Dear Alice,

I found out last week that my best friend is a bulimic-anorexic. I am now trying to find out what resources exist both at Columbia and in the greater city of New York to help me help her deal with the problem. She has told me that she wants to solve it, but needs help, both from someone (like me) who will make sure that she does not cancel her appointment with someone at the last minute (as she has already done), and from a professional who can help with the larger issue of her eating disorder. I know about three different options at Columbia — the nutritionists, the Women, Food, and Self-Esteem group, and the Eating Disorders therapy group. My question is: is this the best first step? What are the next steps? Thanks a lot...

— Tres Concerned

Dear Tres Concerned,

You are definitely on the right track. When we care about someone with an eating disorder, our natural tendency is to see the eating disorder as a problem and to try to help the person get rid of that problem. But you need to remember that an eating disorder is not only a problem in itself, but also an attempted solution to a different problem. The eating disorder is your friend's attempt to cope and to communicate. There is no simple cause of eating disorders, and no simple solution or cure. Most people find some combination of medical care, individual therapy, and group therapy helpful in their process back to healthy eating. Change is slow and full of relapses and setbacks. This can be frustrating, and both the person with the eating disorder and her family and friends can feel impatient.
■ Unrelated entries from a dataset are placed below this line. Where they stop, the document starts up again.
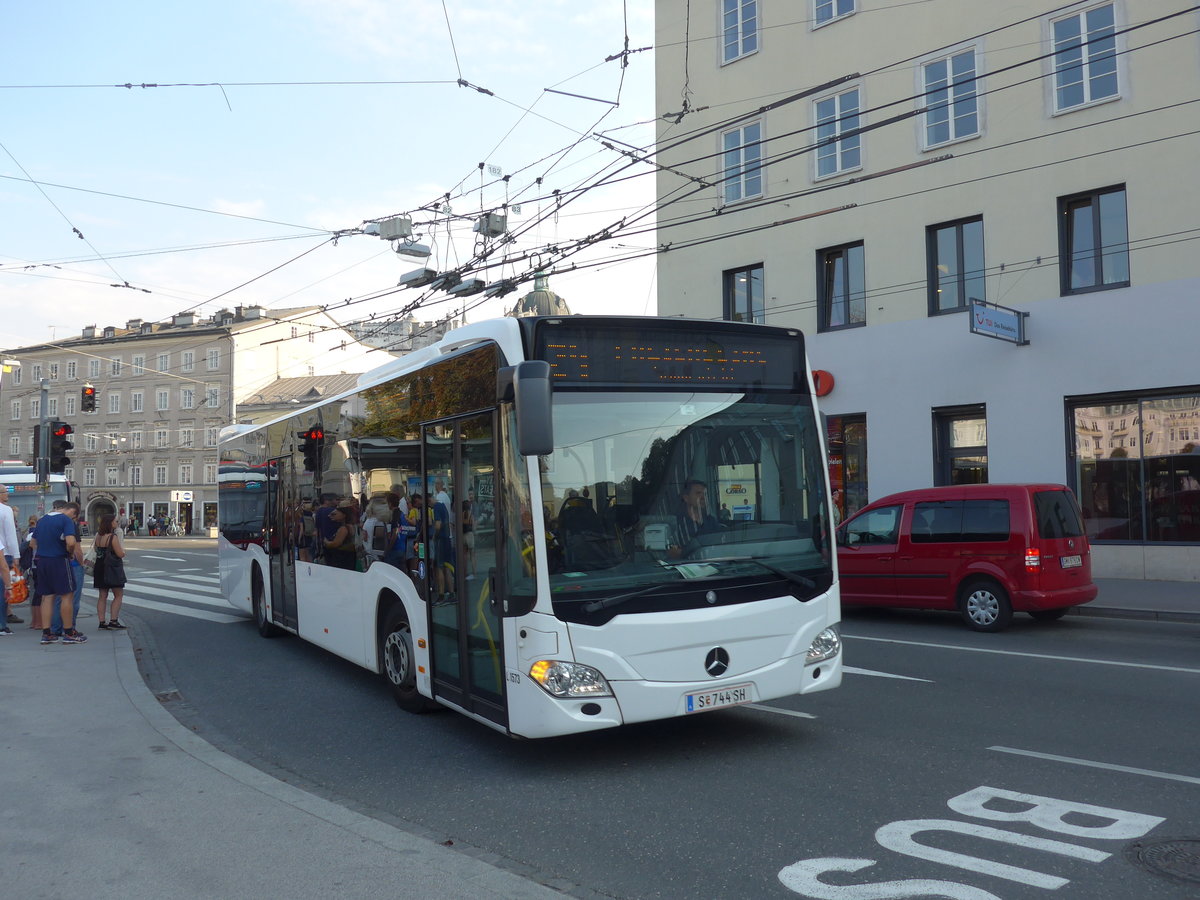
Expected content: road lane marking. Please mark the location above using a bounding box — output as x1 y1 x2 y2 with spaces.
841 666 932 684
122 596 248 624
988 746 1200 785
841 632 1200 674
743 703 816 719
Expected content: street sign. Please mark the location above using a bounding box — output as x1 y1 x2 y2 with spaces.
970 300 1030 347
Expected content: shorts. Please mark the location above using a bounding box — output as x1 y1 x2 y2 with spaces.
35 557 74 599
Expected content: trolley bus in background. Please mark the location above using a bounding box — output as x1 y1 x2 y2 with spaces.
220 316 841 738
0 462 79 529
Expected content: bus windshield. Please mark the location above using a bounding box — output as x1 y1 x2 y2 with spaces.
525 391 833 623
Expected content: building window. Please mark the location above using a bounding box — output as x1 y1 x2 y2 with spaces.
919 47 979 149
1058 185 1129 294
724 264 766 325
812 88 863 178
721 122 762 203
934 406 988 485
817 241 866 331
812 0 854 26
721 0 758 64
925 217 988 316
1050 4 1118 113
1067 392 1200 544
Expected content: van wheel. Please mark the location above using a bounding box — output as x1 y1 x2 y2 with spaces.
250 568 283 637
959 578 1013 631
1030 606 1070 622
379 604 438 713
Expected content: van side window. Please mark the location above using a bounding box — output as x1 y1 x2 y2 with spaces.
962 500 1009 541
912 500 962 544
846 506 900 544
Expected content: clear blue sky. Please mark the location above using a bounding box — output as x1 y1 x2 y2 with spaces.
0 0 655 347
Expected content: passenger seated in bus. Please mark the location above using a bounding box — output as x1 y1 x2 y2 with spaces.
667 479 725 559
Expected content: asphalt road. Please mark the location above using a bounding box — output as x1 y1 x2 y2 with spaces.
127 548 1200 900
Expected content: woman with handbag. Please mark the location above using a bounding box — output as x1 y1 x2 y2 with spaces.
92 514 125 631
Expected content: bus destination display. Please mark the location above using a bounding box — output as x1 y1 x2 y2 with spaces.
538 323 802 390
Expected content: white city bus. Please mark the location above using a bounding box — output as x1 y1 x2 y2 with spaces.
220 316 841 738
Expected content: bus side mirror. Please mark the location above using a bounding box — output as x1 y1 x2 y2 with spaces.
512 360 554 456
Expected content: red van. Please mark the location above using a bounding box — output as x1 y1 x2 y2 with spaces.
838 485 1097 631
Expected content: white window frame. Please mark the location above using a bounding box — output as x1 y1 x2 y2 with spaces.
812 84 865 181
914 42 984 150
1043 0 1129 115
716 0 762 66
812 0 858 29
719 119 767 206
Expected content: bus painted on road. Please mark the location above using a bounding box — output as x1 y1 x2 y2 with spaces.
218 316 841 738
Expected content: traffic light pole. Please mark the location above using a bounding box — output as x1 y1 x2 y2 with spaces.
34 378 50 518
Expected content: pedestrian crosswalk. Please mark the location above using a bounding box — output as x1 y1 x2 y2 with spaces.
117 568 246 624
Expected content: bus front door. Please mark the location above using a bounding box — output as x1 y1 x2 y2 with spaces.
424 413 508 725
264 456 301 629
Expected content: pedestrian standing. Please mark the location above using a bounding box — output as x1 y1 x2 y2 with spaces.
92 515 125 631
32 503 88 643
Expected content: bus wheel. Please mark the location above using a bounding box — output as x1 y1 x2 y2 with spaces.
379 604 438 713
959 578 1013 631
251 568 283 637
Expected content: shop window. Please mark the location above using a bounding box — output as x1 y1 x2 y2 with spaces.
1068 392 1200 544
934 406 988 485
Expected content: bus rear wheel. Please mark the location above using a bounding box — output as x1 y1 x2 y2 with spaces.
379 605 438 713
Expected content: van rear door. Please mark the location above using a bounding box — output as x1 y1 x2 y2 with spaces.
1033 488 1092 590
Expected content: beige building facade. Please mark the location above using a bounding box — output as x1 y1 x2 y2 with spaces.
655 0 1200 580
0 306 374 534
It is incredibly mature and motivated of your friend to ask for your assistance in helping her keep appointments and stay on the right track.

At Columbia, there are a number of resources for people with eating disorders. Your friend probably needs to start with individual counseling at Counseling and Psychological Services (CPS). An eating disorders specialist is available for appointments at x4-2878. S/he might or might not recommend the eating concerns or body image therapy group, both of which are offered each semester. S/he might also suggest seeing a nutritionist at the same time to reinforce behavioral changes with good healthy eating habits. Another resource that's now available is the Eating Disorders Team of Health Services at Columbia, you can make an appointment by calling x4-2284 or logging on to Open Communicator.

Off-campus, many private psychotherapists who specialize in eating disorders are available. There's also the National Eating Disorders Association eating disorders information and referrals line at 1.800.931.2237.

Good luck helping your friend, and don't forget that there are resources available for you, too. You don't have to take on your friend's burden alone — you can go for a session or two at CPS, call Nightline at x4-7777 just to talk, or get a referral from the National Eating Disorders Association. Take care of yourself; that way, you can truly be a good friend for someone else.